Plan/build-time failures: stable RuntimeError codes

Plan-building failures are represented as RuntimeError with stable codes like PLAN.INVALID and PLAN.UNSUPPORTED.

Migration runner failures use stable MigrationRunnerErrorCode values (e.g., EXECUTION_FAILED, SCHEMA_VERIFY_FAILED, PRECHECK_FAILED, POSTCHECK_FAILED) returned as part of Result<MigrationRunnerSuccessValue, MigrationRunnerFailure>. This follows the pattern described in "Provide stable codes for 'expected failures'" (see Guidelines section below) where stable codes enable deterministic error handling at system boundaries.

See:

  • packages/2-sql/3-tooling/family/src/core/migrations/types.ts (MigrationRunnerErrorCode, MigrationRunnerFailure)
  • SQL lane helpers that throw these for invalid builder usage/capability gating.

Runtime execution: streaming API throws on failure

Runtime execution is modeled as an AsyncIterable that throws on error. This is a deliberate shape: it allows early abort and preserves context/stack in async workflows.

Guardrails (budgets/lints) may block execution by throwing a structured runtime error (a failure) in strict mode.

See:

  • packages/1-framework/1-core/framework-components/src/runtime-core.ts
  • packages/2-sql/5-runtime/src/middleware/budgets.ts
  • packages/2-sql/5-runtime/src/middleware/lints.ts

Guidelines

1) “Return Result” is a boundary policy, not a universal implementation rule

  • Within packages, prefer APIs that are ergonomic for the domain (builders, streams, plugin hooks).
  • At system boundaries, prefer returning a Result/envelope for expected failures so callers (CLI/apps/agents) can handle them deterministically.

Boundaries include:

  • CLI command actions
  • Migration runner entrypoints
  • Public SDK entrypoints that are the “edge” of the system

2) Only catch what you intend to handle

  • Catch structured failures that you can translate to an actionable Result/envelope.
  • Do not broadly catch and wrap unknown errors; let them fail fast.

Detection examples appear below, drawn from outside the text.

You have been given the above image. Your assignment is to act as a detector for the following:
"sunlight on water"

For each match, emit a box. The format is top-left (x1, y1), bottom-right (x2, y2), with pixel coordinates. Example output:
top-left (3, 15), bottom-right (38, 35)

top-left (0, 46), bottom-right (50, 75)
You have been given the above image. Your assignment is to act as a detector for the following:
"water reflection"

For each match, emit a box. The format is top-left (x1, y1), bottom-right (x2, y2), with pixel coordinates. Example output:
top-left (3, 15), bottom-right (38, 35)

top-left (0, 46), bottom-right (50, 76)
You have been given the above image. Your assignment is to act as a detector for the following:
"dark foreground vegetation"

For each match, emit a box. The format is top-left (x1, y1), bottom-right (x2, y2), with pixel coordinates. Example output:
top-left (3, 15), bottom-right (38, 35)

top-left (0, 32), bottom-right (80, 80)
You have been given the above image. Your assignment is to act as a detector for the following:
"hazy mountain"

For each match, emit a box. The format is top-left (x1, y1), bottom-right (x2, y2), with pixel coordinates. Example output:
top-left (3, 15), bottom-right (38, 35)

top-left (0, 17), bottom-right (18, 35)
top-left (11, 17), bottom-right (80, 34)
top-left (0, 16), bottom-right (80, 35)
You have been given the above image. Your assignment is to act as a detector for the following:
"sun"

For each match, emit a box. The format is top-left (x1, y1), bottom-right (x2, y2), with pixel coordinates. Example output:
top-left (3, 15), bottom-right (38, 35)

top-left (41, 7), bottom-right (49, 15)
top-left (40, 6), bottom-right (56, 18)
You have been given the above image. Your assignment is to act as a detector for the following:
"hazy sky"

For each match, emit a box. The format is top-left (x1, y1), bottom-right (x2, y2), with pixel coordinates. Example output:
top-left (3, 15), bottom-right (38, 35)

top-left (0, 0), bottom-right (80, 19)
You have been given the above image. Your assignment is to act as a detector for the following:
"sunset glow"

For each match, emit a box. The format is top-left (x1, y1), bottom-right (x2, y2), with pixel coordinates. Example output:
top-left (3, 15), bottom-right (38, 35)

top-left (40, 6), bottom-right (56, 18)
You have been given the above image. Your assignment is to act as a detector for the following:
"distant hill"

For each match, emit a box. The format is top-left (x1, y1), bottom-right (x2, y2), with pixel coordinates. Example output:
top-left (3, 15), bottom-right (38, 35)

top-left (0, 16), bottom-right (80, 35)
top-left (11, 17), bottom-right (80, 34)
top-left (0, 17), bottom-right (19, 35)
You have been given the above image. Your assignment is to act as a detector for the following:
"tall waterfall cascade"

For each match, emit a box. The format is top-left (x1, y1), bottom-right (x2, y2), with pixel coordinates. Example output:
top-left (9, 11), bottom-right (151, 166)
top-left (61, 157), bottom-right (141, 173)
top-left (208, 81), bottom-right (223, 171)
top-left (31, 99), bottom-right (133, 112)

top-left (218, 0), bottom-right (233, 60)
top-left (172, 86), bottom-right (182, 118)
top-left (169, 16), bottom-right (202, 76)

3) Provide stable codes for “expected failures”

  • “Failure” surfaces should use stable codes (e.g., PN-CLI-4xxx, PLAN.INVALID, BUDGET.*).
  • Codes are how agents/CI should match and branch—not brittle string matching.

4) Preserve stacks where they matter

  • Bug paths must retain stacks.
  • For failures, stacks are still useful for debugging, but user-facing surfaces should emphasize why/fix/docs and treat stacks as “trace/verbose”.

Practical heuristics

  • If a caller can reasonably continue or present an actionable fix → model as a failure and return/convert to Result at the boundary.
  • If the system is not in a valid state or behavior is undefined → it’s a bug; throw and fail fast.
  • If it comes from a driver/network/DB → it’s usually an operational error; throw through, translate at the boundary when helpful.